Why Startups Shouldn’t Act Like Big Companies : Lessons from Steve Blank
I had an experience working in a startup called Yobi, which builds AI Agent products for companies to enhance productivity and automate less cognitively demanding tasks. As someone who had previously worked exclusively in large corporations, I gained a new perspective on how startups operate, a chaotic process that may seem inefficient but is necessary for companies that need to adapt quickly and make reversible decisions to find a stable and scalable business model.
I wanted to start a series on startups and share my insights from working in a Silicon Valley startup. Even though it may seem chaotic, there is some academic foundation behind it! This will be the first article in a short series related to that.
Like always, if you find my articles interesting, don’t forget to like and follow ????, these articles take times and effort to do!
Let’s start with the fundamental question ; What is a Startup ?
According to Steve Blank, an American entrepreneur, educator, author, speaker and creator of the customer development method that launched the lean startup movement, a startup is a temporary organization in search of a scalable, repeatable, profitable business model.
For Steve Blank, to be successful, startups shouldn’t just try to be a scaled-down version of a larger company.
What is the customer development method?
All startups face the risk of not finding customers for their product or service. To mitigate these risks, Steve Blank introduced the customer development method, a process that helps startups systematically search for a successful business model (Image below)
According to Steve Blank’s customer development method, the process is divided into two phases: “Search” and “Execution”. Each phase has also two stages
Search : Focus on finding and testing a business model
Execution : Focus on executing and scaling the business
In the early stages, a startup operates in Search Mode, where its business model is just a collection of hypotheses. During these first two phases, it is necessary to test these hypotheses by engaging with customers early and often. It is also important to limit spending until the execution mode (when the business model is known)
If a hypothesis fails, it doesn’t mean the startup is doomed; it can pivot or radically change its focus.
For instance, Twitter was originally a podcast-subscription network called Odeo.
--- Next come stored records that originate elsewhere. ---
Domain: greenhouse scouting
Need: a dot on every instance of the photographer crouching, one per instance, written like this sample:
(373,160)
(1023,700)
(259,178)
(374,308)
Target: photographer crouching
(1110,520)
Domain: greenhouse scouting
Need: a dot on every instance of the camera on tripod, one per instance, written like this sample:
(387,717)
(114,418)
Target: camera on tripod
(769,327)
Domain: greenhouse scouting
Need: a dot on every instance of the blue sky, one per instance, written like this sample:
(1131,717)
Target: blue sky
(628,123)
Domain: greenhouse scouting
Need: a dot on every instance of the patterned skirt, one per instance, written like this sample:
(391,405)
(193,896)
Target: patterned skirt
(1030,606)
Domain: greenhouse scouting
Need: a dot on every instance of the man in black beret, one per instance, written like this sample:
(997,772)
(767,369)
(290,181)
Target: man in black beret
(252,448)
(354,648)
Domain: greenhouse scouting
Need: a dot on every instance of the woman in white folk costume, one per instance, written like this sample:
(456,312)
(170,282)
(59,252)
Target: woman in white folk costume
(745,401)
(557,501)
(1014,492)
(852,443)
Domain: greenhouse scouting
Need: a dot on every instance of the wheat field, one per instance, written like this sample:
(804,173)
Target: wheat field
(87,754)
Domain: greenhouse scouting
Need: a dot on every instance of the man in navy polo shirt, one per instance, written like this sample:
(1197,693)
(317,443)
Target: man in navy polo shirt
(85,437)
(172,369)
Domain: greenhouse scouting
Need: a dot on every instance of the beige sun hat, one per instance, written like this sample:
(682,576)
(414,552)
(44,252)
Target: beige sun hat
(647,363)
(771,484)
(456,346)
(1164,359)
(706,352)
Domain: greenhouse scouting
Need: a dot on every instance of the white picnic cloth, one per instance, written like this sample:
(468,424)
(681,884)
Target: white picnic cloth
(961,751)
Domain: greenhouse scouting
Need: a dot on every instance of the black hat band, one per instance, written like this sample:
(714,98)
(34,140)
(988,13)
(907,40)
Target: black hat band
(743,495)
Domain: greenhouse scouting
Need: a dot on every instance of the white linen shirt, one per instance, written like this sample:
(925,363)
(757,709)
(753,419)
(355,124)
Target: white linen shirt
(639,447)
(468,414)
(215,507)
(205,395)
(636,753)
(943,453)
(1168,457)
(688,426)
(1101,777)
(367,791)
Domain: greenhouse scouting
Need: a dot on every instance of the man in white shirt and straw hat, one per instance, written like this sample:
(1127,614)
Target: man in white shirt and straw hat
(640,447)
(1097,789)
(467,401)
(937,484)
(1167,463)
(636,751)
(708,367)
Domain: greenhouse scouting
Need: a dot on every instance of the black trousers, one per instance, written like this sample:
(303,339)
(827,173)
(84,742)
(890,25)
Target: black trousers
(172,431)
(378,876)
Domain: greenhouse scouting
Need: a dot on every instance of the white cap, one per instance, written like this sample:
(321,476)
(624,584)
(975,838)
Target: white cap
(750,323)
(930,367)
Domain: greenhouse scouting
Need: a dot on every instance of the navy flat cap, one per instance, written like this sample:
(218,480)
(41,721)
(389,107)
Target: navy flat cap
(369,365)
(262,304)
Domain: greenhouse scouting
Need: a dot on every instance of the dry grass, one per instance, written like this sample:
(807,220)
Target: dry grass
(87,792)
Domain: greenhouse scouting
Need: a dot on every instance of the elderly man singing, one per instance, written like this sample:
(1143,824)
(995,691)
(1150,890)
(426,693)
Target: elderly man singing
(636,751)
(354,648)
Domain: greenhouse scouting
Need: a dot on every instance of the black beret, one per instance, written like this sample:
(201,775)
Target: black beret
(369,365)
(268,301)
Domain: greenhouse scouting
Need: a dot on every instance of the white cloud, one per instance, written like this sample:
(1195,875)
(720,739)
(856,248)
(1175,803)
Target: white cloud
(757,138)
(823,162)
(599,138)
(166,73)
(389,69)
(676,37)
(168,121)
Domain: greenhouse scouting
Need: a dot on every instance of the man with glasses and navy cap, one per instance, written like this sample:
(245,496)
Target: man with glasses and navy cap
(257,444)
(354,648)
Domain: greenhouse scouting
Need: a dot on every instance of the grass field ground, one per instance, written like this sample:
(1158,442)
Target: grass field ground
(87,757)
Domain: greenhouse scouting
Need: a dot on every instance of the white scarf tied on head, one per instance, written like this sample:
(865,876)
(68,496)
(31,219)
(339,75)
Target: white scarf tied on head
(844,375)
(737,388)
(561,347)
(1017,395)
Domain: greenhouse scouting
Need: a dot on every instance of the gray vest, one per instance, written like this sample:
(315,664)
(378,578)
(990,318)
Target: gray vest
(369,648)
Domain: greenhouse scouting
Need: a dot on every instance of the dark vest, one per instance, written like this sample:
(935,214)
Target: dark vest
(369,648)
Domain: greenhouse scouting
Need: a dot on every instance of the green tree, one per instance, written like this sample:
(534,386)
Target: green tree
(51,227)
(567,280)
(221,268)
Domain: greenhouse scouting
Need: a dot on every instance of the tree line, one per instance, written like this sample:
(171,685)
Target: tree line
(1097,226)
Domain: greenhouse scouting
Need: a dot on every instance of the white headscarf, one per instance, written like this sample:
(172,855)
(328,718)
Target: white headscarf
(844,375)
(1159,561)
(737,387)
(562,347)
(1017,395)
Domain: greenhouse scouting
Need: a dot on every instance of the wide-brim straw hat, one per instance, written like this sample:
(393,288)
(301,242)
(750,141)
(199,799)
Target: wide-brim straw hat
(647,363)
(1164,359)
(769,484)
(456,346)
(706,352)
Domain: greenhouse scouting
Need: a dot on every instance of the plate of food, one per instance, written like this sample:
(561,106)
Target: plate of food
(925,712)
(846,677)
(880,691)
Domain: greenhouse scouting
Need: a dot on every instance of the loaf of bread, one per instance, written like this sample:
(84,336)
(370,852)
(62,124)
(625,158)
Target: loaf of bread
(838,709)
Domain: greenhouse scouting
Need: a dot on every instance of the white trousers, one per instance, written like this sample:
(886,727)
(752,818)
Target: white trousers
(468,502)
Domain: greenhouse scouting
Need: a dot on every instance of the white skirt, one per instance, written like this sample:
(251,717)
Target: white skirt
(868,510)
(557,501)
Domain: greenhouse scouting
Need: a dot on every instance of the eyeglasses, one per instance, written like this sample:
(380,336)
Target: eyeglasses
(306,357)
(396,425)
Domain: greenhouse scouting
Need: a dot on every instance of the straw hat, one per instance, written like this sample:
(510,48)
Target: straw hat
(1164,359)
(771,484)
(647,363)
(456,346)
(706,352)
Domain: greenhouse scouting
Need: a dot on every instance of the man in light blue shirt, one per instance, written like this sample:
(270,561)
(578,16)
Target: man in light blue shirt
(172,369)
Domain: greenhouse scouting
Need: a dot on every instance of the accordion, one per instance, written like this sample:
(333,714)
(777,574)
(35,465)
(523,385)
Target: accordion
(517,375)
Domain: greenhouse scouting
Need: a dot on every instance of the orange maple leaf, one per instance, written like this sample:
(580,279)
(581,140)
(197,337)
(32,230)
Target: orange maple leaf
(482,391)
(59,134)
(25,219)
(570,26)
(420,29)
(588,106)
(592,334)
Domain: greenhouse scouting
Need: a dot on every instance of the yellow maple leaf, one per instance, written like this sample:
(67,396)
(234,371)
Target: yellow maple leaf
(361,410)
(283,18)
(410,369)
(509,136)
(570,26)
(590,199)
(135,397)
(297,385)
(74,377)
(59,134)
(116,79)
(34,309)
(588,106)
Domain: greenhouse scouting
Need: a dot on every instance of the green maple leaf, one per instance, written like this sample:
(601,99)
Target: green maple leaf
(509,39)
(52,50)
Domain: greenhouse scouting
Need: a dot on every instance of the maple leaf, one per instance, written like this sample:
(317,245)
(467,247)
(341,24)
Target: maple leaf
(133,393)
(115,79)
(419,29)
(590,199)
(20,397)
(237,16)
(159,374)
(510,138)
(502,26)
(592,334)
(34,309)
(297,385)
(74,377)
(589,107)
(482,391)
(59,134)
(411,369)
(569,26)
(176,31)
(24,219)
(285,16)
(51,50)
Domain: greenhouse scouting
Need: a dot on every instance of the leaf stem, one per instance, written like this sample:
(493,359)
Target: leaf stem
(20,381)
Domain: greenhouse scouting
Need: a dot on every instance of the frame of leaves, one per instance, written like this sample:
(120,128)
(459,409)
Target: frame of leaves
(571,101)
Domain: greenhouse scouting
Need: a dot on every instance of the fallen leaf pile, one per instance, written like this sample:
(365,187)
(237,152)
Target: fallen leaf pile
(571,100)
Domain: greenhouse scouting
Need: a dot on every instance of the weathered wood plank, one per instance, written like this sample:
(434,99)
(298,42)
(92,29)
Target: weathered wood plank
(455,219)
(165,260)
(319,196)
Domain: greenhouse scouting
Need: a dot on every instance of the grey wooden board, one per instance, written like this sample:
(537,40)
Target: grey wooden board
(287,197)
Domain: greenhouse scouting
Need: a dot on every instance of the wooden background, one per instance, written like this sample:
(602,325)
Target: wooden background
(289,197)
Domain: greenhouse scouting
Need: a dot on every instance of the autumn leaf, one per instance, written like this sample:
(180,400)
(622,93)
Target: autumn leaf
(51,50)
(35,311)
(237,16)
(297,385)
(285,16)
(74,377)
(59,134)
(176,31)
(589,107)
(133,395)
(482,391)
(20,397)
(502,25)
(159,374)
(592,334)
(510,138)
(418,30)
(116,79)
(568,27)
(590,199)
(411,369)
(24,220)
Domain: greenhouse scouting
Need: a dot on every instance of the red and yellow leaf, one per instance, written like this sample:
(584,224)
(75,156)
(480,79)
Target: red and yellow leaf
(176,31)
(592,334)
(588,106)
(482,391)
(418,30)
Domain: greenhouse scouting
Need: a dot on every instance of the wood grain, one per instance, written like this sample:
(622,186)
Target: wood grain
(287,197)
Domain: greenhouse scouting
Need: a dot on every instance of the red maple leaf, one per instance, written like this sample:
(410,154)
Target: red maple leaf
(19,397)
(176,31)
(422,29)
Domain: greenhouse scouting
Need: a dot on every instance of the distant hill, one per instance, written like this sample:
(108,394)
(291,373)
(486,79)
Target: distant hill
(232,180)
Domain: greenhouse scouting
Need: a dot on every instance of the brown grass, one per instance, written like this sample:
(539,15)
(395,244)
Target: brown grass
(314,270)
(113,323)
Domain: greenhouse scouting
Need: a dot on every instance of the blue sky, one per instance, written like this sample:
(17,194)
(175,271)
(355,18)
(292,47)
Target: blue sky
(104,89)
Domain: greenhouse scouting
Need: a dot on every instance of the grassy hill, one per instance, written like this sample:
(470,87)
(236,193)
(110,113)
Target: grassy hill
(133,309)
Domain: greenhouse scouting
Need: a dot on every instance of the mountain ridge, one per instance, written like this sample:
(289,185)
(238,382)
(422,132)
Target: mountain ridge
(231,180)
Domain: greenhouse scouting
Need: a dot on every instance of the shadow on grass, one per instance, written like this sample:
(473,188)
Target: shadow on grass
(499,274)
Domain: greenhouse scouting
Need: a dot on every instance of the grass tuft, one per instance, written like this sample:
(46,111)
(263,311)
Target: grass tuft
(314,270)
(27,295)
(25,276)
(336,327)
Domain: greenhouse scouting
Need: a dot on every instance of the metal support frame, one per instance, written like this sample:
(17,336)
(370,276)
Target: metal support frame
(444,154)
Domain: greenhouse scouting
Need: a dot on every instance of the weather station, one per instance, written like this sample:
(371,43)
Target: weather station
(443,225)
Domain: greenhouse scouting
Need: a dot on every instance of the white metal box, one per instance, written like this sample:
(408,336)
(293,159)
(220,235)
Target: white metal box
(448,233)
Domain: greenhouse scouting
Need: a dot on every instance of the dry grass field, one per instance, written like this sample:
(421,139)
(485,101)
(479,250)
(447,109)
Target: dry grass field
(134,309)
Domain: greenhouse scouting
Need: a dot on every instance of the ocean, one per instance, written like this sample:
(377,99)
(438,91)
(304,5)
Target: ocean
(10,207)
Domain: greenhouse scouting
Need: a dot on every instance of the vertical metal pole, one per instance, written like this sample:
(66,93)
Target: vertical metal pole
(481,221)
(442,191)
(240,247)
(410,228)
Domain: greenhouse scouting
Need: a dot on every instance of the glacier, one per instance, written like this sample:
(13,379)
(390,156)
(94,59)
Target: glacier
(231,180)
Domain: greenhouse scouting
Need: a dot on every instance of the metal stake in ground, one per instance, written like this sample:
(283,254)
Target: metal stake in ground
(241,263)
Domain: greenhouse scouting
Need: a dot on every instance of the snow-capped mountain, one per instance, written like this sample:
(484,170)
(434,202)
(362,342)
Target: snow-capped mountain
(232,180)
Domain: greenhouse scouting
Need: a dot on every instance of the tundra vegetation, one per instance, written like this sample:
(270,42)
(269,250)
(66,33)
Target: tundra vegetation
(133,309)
When iTunes entered the market and Odeo couldn’t compete, the team shifted focus to build a microblogging platform and history was made :)
Some of you might be wondering how to reduce the risk of pivoting. While there’s no secret formula, being efficient and delivering an MVP quickly can help, and you can follow Steve Blank’s Build-Measure-Learn loop to guide this process.
What is the Build-Measure-Learn loop ?
It’s a core concept in Lean Startup methodology speeding up the development of the product/service
a — Build: This step involves creating an MVP (the simplest version of your product) that addresses the core problem you’re solving.
The goal is to build something quickly with minimal resources to test your ideas and gather funding (in case of fundraising)
b — Measure: Launch the MVP and gather feedback from real users/investors.
Measure how they interact with the product, what they like, and what issues they encounter. (This data helps you understand whether your assumptions about the product and market are correct)
c — Learn: Analyze the feedback and data collected to understand what works and what doesn’t.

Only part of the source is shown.